ゴルフクラブの会員権を持つご家族が亡くなった場合、相続人が預託金(入会時にクラブに預けたお金)の返還を求めることがあります。
ところが、ゴルフクラブ側から「名義書換料を支払わなければ預託金は返還できません」と言われてしまうケースが少なくありません。

この記事では、「相続人が預託金の返還を求めるだけなら、名義書換料は不要」という明確な結論を示した裁判例をご紹介します。
同様のトラブルに直面した方にとって有力な先例となるものです。
相続人が預託金の返還だけを求める場合に、名義書換料が必要か
ゴルフクラブ側の反論に対して、どこが争点になるのか
相続で名義書換料を請求された場合の実務上の対応
1 【裁判例】東京地裁 令和4年9月6日判決の紹介
事案の概要――何が問題になったのか
この事件の登場人物と経緯を整理します。
事実関係
お父様が、あるゴルフクラブに入会し、入会保証金として400万円を預けていました。その後、お父様が亡くなり、お子様2名が相続人となりました。

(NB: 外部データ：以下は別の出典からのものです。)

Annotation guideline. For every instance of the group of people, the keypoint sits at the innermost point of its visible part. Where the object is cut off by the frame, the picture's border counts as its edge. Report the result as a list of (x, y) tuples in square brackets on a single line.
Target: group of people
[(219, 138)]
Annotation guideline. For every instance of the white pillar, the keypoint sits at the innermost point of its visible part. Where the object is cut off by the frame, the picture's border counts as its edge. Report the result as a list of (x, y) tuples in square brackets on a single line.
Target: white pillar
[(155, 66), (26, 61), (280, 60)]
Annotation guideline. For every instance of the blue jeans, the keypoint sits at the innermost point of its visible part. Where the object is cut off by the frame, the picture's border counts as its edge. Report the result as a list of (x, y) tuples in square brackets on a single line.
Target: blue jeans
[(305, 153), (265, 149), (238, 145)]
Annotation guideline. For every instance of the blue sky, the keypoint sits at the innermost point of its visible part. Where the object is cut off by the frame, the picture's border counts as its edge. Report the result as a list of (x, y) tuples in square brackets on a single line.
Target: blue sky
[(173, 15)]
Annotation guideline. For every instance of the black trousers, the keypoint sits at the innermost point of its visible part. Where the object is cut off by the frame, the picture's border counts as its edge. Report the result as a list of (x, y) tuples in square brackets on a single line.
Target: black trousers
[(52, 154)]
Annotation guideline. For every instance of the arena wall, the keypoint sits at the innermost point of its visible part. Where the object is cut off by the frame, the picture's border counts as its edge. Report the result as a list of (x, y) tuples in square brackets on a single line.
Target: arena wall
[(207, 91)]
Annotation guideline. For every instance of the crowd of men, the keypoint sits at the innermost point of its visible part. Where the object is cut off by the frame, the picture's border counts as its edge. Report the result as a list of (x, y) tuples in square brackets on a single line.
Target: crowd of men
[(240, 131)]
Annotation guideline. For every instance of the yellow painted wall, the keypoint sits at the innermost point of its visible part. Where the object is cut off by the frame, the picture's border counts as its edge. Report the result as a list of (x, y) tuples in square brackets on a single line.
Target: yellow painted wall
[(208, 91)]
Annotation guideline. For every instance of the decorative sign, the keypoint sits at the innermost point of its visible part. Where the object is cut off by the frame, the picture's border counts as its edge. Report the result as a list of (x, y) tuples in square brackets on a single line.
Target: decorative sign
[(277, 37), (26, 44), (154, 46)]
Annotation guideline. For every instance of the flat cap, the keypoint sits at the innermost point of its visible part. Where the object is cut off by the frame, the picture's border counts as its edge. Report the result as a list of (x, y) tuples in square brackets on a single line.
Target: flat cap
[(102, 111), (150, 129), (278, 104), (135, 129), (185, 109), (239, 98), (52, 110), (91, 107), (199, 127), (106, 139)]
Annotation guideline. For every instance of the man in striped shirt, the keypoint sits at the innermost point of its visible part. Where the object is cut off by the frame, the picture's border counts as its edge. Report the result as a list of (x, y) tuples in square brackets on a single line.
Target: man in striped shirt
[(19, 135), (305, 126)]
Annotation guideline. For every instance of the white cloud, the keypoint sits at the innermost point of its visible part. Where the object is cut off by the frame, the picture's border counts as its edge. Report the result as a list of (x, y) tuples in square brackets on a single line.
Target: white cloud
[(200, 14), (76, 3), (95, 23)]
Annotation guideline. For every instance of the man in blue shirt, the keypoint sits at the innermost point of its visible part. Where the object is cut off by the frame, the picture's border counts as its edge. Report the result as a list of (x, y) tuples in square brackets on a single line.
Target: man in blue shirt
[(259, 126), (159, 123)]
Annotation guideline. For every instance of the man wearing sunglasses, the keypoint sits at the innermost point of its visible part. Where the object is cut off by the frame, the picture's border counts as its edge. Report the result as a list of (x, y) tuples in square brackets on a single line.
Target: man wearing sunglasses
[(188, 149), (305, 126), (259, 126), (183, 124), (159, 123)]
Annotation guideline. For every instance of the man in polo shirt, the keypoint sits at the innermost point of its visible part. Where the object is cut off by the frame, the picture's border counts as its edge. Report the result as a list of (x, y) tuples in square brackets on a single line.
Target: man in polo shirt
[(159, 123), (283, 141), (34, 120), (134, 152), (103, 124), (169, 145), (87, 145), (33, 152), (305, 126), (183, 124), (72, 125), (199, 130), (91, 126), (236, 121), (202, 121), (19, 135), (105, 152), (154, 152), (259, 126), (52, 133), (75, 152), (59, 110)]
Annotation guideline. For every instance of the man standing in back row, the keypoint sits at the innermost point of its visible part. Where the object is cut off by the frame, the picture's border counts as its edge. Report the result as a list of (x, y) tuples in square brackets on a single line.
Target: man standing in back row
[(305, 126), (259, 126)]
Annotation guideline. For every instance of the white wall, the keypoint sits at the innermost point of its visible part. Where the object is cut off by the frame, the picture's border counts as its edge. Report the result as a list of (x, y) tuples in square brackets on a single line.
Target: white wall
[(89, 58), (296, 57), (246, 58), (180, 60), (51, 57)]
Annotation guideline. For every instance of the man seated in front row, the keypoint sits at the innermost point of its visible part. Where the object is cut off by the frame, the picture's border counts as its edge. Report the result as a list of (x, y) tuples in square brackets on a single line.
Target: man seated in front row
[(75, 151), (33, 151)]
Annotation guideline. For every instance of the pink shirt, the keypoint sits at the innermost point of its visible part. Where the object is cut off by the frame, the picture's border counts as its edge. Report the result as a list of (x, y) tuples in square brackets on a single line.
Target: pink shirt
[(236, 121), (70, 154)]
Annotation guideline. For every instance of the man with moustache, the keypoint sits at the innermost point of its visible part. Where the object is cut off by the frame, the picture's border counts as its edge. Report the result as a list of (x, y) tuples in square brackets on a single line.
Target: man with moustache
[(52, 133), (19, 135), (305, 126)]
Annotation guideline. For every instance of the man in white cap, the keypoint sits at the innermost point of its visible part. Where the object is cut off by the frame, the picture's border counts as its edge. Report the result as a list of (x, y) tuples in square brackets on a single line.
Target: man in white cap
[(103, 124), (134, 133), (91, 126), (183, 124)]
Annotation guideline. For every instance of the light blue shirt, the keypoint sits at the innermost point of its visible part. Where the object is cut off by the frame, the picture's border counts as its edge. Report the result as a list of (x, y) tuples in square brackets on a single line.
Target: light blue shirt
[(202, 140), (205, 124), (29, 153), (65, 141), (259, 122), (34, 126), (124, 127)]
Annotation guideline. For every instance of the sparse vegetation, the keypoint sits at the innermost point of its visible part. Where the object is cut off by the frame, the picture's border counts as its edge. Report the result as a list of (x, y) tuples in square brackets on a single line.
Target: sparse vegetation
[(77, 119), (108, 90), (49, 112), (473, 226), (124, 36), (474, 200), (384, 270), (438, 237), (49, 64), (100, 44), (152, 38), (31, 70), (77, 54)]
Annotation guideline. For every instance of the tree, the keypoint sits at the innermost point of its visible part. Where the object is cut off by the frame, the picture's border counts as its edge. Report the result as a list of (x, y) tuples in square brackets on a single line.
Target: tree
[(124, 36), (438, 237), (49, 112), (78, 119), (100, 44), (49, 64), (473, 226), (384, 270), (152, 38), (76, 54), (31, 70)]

相続人であるお子様2名は、ゴルフクラブに対して退会の申し出と預託金400万円の返還を請求しました。
当事者の主張
ゴルフクラブ側の対応
ゴルフクラブ側は、会則(クラブのルール)を根拠に、次のように主張して返還を拒みました。
- 会員が死亡した場合、相続人が会員資格を引き継ぐには、理事会の承認を受け、名義書換料を支払う必要がある
- 入会保証金の返還請求権だけを相続することはできない
- したがって、まず名義書換の手続をしてからでなければ、預託金は返せない
相続人側の主張
これに対して相続人側は、次のように反論しました。
- 自分たちはゴルフクラブの会員としてプレーしたいわけではない
- 亡くなった父の契約上の地位を相続し、その契約を解除(退会)して預託金を返してもらいたいだけである
- 会員資格を使うわけではないのだから、名義書換料を支払う必要はない
裁判所の判断――名義書換料は不要
裁判所は、相続人側の主張を認め、ゴルフクラブに対して預託金400万円全額(原告1人あたり200万円ずつ)の返還と遅延損害金の支払いを命じました。
裁判所の判断のポイントは次のとおりです。
会則で定められた名義書換料の支払いは、あくまで相続人が「会員としてゴルフ場を利用する」場合に必要な手続です。ゴルフクラブの会員資格には、そのクラブでプレーできるという一身専属的な(本人限りの)性質があるため、他の人が会員としてプレーするためには理事会の承認や名義書換料が必要になります。
しかし、契約上の地位そのもの(預託金の返還を求める権利を含む)は相続の対象です。相続人が契約を解除して預託金の返還を求める場合には、会員資格を行使するわけではありませんから、名義書換の手続は不要です。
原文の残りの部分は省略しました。